Sultan Abdülaziz'in 1867 Paris seyahati ve bu seyahat sırasında Napolyon Bonapart'ın eşi Josephine'in torunu III. Napolyon’nun Fransız basınına Sultan Abdülaziz ile akraba olduklarından bahsetmesi şarkın manen ve madden en büyük sultanına karşı yapılabilecek oldukça yerindeki bir dostluk jestinin ötesinde Türk-Fransız dostluğunu öne çıkarmak anlamında Fransız kamuoyunu yönlendirme noktasında yapılan yine oldukça yerinde bir algı operasyonundan başka bir şey olmasa gerekir.
Fransız tarihçilerin böyle bir iddia ile ortaya çıkmış olmasının tarihi arka planında Avrupa’daki kral ve kraliçeler arasında geçerli olan akrabalık bağlarının kültürel etkisinin mevcudiyetinden de söz etmek mümkündür. Uluslararası ilişkilerde ve ittifaklar tesis etmede yahut anlaşmazlıkların çözümünde akrabalıkların önemi ve sağladığı avantajlar malumdur.
Bu anlamda Alman Kayzeri İngiltere Kraliçesi Victoria’nın torunu, 1901’de tahta geçecek olan Kral Edward’ın yeğeniydi. Danimarka Kralı IX. Christian ise Kral Edward’ın kayınpederiydi.
Yunan Kralı I. Georg Edward’ın kayınbiraderi, Çar III. Alexander’ın hanımı Dagmar ise Edward’ın baldızıydı.

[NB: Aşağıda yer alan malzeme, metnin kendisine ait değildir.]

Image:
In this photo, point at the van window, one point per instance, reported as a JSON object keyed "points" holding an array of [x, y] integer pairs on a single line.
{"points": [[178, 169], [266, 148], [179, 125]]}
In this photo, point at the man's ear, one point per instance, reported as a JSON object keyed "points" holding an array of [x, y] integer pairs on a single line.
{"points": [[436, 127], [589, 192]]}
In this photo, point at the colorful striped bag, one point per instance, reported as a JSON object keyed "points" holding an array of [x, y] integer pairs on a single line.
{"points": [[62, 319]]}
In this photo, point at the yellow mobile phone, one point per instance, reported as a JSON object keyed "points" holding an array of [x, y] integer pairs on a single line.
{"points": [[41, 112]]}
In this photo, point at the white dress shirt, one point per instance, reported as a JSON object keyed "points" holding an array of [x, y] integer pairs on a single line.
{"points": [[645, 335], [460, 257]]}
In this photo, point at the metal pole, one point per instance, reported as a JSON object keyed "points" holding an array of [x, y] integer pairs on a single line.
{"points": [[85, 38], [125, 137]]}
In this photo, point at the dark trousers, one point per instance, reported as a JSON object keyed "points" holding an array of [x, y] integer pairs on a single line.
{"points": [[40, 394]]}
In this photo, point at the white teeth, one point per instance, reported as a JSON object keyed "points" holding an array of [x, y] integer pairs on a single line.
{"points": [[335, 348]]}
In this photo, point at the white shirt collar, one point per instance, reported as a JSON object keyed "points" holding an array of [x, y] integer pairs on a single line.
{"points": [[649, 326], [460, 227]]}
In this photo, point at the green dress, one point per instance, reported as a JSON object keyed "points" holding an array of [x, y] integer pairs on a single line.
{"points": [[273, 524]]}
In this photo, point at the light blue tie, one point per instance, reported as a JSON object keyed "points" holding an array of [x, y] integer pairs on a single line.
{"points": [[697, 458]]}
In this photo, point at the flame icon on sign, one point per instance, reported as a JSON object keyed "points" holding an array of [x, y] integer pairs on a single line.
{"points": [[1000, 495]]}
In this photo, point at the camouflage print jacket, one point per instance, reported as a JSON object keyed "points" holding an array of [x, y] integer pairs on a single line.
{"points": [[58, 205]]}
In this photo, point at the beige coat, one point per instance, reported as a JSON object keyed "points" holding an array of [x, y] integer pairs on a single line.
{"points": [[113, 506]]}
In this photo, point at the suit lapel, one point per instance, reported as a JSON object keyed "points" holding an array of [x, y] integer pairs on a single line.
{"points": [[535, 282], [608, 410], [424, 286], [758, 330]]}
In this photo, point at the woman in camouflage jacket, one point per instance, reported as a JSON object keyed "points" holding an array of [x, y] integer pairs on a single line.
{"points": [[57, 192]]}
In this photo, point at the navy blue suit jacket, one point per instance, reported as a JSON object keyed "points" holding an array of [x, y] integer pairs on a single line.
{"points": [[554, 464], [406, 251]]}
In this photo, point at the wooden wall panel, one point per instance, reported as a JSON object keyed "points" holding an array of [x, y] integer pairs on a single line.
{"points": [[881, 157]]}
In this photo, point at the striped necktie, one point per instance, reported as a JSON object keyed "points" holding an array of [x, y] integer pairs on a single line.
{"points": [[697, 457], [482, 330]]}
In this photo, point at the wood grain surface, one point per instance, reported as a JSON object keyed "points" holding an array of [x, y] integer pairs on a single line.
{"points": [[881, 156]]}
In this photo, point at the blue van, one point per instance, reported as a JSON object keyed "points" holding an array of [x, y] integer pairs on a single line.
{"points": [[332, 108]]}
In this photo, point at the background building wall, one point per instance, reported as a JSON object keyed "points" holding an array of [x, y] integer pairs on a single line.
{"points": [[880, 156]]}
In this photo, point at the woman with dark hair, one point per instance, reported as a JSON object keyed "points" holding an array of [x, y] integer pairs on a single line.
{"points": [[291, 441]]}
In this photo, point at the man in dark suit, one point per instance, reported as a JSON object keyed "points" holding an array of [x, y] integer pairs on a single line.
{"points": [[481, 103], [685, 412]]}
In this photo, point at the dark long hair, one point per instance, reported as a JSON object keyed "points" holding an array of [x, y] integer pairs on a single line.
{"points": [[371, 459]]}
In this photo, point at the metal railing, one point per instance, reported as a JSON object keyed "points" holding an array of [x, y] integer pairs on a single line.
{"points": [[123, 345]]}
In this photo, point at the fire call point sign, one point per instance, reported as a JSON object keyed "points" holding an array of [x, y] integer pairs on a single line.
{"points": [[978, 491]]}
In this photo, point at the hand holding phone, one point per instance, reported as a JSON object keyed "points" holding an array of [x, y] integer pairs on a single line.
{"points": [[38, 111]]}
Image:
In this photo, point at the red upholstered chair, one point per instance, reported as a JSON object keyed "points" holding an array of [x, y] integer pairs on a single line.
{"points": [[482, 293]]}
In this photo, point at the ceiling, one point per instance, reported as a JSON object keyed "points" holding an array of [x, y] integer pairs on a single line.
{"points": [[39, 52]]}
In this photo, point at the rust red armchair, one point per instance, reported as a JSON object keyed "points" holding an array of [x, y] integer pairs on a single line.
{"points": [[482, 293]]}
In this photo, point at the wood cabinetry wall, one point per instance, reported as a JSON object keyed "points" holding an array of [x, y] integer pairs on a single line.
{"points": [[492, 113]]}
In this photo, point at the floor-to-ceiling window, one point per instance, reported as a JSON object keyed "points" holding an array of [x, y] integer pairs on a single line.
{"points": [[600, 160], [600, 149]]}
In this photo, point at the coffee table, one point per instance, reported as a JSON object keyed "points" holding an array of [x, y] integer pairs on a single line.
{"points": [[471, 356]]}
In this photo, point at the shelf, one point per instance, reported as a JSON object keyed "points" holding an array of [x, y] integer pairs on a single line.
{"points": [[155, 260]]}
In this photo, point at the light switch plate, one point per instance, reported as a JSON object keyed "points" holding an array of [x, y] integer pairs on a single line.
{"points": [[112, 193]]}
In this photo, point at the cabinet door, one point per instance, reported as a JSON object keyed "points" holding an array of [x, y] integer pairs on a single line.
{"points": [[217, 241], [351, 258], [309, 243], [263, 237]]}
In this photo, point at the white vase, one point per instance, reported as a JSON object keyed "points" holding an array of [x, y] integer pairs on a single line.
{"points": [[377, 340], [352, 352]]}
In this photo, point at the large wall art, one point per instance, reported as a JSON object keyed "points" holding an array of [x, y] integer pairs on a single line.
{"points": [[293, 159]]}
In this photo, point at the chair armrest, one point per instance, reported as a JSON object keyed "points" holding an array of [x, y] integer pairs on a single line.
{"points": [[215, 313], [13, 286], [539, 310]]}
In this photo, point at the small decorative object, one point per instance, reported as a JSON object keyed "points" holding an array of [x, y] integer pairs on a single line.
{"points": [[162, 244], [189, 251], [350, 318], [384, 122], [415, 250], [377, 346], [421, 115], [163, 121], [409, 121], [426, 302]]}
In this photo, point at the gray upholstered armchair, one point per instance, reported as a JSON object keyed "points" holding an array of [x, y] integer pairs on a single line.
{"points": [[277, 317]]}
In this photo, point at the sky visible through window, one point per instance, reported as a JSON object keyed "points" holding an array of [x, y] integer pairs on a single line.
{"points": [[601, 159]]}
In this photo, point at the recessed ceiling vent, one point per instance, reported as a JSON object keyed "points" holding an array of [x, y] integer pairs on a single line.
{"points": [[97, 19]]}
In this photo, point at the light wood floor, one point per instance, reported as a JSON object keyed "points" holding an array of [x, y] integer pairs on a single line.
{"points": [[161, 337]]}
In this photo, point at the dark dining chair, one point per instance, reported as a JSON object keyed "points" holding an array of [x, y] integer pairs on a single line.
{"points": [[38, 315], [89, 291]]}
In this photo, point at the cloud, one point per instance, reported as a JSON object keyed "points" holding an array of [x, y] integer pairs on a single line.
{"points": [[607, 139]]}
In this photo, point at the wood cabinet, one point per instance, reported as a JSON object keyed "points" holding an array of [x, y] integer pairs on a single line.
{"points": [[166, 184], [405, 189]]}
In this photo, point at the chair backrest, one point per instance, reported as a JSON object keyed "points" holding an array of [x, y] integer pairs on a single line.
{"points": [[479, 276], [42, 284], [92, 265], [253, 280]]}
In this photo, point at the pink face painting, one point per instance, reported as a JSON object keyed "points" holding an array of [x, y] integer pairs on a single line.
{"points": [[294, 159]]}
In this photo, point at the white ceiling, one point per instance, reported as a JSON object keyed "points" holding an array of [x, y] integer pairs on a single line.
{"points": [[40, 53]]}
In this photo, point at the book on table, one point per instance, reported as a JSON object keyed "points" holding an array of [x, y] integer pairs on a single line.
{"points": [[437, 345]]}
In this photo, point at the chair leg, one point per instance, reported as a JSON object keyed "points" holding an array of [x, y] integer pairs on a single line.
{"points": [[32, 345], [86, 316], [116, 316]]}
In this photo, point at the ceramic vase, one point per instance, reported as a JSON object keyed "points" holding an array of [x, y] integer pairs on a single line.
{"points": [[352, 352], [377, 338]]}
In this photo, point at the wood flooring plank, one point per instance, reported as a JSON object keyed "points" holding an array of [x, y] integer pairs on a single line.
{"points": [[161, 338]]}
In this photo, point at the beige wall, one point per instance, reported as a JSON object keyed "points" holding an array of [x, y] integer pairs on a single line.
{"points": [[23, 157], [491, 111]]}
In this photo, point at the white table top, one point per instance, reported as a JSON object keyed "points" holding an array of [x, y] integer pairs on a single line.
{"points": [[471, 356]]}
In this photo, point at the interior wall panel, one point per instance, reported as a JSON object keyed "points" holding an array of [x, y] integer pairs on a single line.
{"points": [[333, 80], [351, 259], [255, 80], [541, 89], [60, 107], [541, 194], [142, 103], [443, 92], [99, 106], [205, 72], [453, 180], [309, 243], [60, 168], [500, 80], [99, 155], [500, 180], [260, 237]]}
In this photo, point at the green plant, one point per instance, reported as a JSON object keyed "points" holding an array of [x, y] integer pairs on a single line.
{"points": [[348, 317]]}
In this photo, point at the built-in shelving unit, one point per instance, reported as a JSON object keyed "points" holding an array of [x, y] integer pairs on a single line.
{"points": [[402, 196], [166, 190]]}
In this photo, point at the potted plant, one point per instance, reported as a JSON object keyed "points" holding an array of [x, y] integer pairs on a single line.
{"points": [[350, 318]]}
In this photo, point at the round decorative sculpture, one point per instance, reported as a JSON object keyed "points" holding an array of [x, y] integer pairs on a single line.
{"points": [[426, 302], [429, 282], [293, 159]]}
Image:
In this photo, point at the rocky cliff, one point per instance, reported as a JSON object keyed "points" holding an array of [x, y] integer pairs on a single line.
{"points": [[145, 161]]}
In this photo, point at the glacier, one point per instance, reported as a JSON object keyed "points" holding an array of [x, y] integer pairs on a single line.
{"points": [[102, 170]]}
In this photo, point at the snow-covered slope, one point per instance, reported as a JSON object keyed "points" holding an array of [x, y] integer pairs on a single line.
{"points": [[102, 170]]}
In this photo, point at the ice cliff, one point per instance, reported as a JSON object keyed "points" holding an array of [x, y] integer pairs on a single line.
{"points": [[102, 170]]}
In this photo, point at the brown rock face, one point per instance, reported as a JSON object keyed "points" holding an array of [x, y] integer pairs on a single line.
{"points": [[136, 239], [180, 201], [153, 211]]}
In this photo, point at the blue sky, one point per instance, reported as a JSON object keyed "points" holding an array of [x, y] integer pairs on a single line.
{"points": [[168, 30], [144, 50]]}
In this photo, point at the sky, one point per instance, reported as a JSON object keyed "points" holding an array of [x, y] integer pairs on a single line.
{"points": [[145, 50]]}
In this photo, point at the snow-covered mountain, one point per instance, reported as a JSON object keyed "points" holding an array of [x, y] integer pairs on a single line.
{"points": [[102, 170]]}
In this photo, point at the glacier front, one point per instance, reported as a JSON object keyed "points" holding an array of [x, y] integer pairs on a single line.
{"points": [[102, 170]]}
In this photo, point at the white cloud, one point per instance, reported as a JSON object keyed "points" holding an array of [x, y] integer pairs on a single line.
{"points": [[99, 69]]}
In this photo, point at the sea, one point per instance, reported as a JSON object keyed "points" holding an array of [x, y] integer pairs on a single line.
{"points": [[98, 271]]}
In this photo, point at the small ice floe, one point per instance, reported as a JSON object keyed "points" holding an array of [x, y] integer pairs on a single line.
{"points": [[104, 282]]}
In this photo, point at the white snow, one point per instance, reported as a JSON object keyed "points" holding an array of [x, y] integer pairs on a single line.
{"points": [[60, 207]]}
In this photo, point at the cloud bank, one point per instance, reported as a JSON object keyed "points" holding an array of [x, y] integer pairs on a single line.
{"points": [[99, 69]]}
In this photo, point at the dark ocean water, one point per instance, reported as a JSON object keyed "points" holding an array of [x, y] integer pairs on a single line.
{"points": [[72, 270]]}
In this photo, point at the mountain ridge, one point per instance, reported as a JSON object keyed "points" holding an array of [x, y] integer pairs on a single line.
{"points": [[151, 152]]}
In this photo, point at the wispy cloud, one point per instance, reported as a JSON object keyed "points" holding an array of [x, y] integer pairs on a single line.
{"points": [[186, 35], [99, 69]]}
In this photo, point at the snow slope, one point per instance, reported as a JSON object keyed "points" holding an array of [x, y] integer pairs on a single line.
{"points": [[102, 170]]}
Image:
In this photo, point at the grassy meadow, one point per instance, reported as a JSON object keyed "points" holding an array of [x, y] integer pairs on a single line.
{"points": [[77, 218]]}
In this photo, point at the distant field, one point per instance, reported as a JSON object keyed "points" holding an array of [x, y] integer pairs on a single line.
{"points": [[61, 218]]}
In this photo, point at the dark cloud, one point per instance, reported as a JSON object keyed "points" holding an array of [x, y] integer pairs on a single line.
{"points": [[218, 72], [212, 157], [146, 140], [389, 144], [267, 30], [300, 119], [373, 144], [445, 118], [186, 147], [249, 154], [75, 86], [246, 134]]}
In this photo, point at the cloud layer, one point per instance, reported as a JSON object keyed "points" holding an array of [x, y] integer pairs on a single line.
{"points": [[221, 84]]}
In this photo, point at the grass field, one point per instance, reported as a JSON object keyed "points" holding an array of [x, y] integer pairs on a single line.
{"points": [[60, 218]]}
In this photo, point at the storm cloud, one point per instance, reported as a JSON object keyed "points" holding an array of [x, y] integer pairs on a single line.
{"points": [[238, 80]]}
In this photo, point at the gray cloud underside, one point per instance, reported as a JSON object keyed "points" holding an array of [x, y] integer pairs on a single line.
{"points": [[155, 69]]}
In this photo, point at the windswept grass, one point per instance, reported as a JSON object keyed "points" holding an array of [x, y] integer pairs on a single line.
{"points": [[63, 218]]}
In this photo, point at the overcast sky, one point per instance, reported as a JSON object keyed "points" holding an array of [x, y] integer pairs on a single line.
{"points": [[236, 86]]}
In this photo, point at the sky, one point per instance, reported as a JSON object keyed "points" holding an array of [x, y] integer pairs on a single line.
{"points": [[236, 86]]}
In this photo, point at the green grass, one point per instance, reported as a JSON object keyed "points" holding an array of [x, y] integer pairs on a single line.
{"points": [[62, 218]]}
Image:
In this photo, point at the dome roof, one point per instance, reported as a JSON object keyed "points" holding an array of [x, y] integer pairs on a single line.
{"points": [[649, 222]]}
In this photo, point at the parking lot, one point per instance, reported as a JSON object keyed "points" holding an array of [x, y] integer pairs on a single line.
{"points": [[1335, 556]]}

Bulgaristan Prensi Ferdinand’ın babası Kraliçe Victoria’nın kuzeni, annesi ise Fransa Kralı Lui Filip’in kızıydı. Romanya Kralı I. Karol da Fransa İmparatoru III. Napolyon’un kuzeniydi.
Aimée du Buc de Rivéry'nin Nakşidil Sultan olduğu iddiası bir hakikat yahut bir yakıştırmadan ibaret olsa da Türk-Fransız siyasi, kültürel ve dostluk ilişkilerinin şekillenmesinde önceki yüzyılda ne denli etkili ve faydalı olmuştur, işin bu tarafı herhalde daha mühimdir. Ayrıca Osmanlı sultanlarının birçok milletten birçok evlilik yaptıkları dikkate alındığında böyle bir iddiayı reddetmenin ve illa da, “o bir Gürcü idi” demenin de fazla bir faydası yoktur.
Söz konusu iddianın doğruluğunun ispat edilmesi halinde Türk-Fransız ilişkileri tarihini, en azından bir yönüyle, yeniden yazmak gerekecektir.
Türk-Fransız ilişkilerinin gerilip kopma noktasına geldiği bu günlerde siyaset ufkunun yeniden sükûn bulabilmesi için eski yahut yeni bir versiyonu ile yeni bir Aimée du Buc de Rivéry yahut Nakşidil Sultan hikâyesine acaba ihtiyaç yok mudur! En azından TV kanallarında yahut beyaz perdelerde.